Marshall’s untitled work from 2008 and Régnier’s “Self-Portrait with an Easel,” completed circa 1620, both depict an artist, palette in hand, gazing out at the viewer. But the differences in scale, tone, style, time period, and use of color render each painting a striking counterpoint to the other. “This combination really sets up a whole series of questions for visitors,” said Mary Schneider Enriquez, Houghton Associate Curator of Modern and Contemporary Art, who was part of the museum team responsible for selecting the works.
“The context is so different,” she said. “The role of that artist, how well we know him and what his painting was about, I think, begins to become a little more enigmatic than when it is hung by paintings from a similar period. Setting up that kind of dialogue opens up a discussion about so many things.”
For Enriquez, hanging the work of Marshall, whose art is profoundly influenced by urban culture, the African American experience, and the Civil Rights Movement, beside that of Régnier, a Caravaggesque Baroque painter whose subjects include saints and figures from classical mythology, is a provocative move.
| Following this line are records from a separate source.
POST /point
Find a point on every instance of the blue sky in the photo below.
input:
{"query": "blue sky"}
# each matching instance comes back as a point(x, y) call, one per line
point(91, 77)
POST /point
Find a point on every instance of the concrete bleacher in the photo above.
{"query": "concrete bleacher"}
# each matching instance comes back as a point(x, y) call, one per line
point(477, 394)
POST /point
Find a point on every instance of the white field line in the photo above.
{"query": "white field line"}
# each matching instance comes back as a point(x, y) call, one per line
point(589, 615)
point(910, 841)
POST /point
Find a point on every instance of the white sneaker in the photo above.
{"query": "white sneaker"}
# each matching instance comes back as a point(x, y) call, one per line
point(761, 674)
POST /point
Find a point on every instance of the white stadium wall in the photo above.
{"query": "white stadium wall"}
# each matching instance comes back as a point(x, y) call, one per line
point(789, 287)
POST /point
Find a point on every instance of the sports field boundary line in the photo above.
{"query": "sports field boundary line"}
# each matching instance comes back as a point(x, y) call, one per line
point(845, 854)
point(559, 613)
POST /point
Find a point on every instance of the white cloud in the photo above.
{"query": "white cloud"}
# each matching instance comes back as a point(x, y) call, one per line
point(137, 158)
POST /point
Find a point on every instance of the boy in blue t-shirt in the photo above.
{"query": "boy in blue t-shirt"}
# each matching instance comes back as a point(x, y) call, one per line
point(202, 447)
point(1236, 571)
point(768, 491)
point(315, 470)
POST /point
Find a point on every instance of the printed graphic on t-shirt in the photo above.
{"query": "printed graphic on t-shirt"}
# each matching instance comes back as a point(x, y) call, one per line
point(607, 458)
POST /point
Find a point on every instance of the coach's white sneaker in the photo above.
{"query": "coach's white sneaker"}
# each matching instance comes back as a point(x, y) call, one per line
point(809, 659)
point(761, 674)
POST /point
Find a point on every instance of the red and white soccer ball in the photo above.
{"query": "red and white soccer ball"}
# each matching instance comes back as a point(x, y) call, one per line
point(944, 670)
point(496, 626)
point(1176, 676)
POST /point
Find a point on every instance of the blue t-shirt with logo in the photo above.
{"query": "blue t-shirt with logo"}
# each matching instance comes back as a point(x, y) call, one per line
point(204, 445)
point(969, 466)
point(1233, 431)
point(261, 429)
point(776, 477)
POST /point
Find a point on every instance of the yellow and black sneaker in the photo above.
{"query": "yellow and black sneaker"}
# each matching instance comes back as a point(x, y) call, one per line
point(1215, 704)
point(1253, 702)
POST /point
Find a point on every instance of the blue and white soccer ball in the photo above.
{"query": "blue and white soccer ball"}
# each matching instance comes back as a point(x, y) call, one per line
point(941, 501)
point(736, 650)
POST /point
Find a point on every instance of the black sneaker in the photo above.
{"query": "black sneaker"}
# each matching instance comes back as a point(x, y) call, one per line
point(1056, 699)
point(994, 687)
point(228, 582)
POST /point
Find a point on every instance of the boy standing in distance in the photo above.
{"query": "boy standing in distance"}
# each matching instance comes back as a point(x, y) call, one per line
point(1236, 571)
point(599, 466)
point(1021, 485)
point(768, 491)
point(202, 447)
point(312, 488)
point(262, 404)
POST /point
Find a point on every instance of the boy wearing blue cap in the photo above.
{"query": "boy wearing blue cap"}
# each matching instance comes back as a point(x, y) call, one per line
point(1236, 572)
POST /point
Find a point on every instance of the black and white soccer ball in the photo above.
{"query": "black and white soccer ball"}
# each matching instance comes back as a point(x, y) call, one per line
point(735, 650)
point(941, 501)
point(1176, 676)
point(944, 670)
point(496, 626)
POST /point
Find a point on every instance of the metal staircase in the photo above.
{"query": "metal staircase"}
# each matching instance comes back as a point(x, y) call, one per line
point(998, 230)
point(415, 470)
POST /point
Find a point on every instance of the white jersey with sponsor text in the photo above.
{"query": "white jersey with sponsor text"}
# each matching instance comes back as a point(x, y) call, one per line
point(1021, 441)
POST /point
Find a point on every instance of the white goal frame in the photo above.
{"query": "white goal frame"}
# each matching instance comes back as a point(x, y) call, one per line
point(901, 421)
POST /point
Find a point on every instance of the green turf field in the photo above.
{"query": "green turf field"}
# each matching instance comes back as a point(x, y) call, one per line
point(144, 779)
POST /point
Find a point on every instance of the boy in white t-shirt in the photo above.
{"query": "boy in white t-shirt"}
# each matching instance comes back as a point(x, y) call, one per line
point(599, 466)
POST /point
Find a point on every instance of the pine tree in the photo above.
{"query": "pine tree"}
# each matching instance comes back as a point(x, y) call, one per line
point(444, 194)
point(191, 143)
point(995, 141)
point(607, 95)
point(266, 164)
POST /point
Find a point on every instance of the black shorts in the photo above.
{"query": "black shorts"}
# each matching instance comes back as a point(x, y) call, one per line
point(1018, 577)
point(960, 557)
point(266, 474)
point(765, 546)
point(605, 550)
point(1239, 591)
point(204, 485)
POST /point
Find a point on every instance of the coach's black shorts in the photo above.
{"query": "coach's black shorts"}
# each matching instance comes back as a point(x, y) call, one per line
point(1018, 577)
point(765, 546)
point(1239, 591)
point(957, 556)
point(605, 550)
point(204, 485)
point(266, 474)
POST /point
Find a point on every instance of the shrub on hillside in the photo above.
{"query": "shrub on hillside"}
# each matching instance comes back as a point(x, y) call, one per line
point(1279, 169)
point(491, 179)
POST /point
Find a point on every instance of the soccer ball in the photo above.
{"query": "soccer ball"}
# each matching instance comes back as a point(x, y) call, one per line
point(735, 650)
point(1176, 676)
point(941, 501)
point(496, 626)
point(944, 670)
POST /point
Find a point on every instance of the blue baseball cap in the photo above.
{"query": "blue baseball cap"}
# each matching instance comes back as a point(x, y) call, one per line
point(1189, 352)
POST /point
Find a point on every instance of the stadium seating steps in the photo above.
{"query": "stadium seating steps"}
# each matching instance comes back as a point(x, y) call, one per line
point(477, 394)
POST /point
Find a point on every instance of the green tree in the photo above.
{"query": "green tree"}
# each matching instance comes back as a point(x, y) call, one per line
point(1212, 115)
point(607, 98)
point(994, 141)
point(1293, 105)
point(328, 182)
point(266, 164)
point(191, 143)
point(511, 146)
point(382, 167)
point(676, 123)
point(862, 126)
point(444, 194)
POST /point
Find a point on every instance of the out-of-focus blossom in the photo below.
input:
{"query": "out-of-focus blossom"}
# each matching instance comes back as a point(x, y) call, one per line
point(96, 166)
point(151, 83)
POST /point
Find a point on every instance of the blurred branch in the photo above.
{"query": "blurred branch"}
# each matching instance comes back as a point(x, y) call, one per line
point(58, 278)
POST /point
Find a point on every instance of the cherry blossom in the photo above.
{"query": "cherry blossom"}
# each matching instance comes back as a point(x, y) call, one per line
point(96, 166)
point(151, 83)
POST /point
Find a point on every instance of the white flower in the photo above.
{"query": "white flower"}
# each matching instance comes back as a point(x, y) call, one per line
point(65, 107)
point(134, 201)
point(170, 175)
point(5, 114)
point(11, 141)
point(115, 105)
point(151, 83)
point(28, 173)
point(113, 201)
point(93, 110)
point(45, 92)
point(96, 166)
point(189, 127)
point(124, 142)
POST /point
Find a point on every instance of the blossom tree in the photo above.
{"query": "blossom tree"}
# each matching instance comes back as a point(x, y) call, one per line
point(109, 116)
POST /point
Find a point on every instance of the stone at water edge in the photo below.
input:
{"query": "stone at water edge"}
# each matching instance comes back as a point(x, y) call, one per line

It challenges viewers to think more deeply about past and present notions of the art form and the history of portraiture, she said, and reconsider long-held notions of “who the artist is, what the artist looks like, and what he or she is trying to convey.”
In Marshall’s piece, a black painter stares out from the canvas. Though his palette is brightly colored, his brush is dipped in the black paint located directly at the center of the work. The reference is unmistakable. The painting was inspired by a 1926 essay by Langston Hughes in which the author and poet wrote about the emergence of the black artist who was unafraid to fully embrace black culture in his or her work and abandon the “white is best” aesthetic.
Ensuring that the art on its walls speaks to all audiences is paramount to the Harvard Art Museums.
“A priority of ours is to try to change the dynamic of the past so our students and our visitors [from] all worlds can see the greats of the history of art then and now, and can think about the historical collections at many art museums from the perspective of who is represented and who is not,” said Enriquez.
“We felt it was important to give the Marshall painting real prominence both because of its visual power and because of the way that Marshall wants to challenge the story,” said Ethan Lasser, the Theodore E. Stebbins, Jr., Curator of American Art, who also helped with the selection. “I think it’s the power of challenging chronology and the power of a living artist who is not just looking to the past to get inspiration — he’s looking to the past as a place to challenge, as a place to insert himself.”
Challenging assumptions has been central to Marshall’s practice.
“What I want to happen when I go to a museum is that expectations of what you find in there are completely altered,” he told a Harvard crowd during a campus talk in 2012, “so that it’s not commonplace to just see European paintings with European bodies, but it’s also as likely that you will see … black figures, Asian figures, or Hispanic figures.”
Similar in conception to Marshall’s work, Régnier’s self-portrait depicts the artist but also includes the subject he is painting. The picture represents a kind of turning point in which the artist “is showing himself at work, and thinking about the magic of painting. He wants us to see how good he is,” said Lasser.
The Baroque artist was also playing with perspective. Régnier appears to be looking at the person he is painting, which puts the viewer in the position of both observer and sitter. “That’s part of the magic of that painting that speaks across centuries,” said Lasser.
And, like Marshall’s piece, he continued, it’s “a painting always in the making.”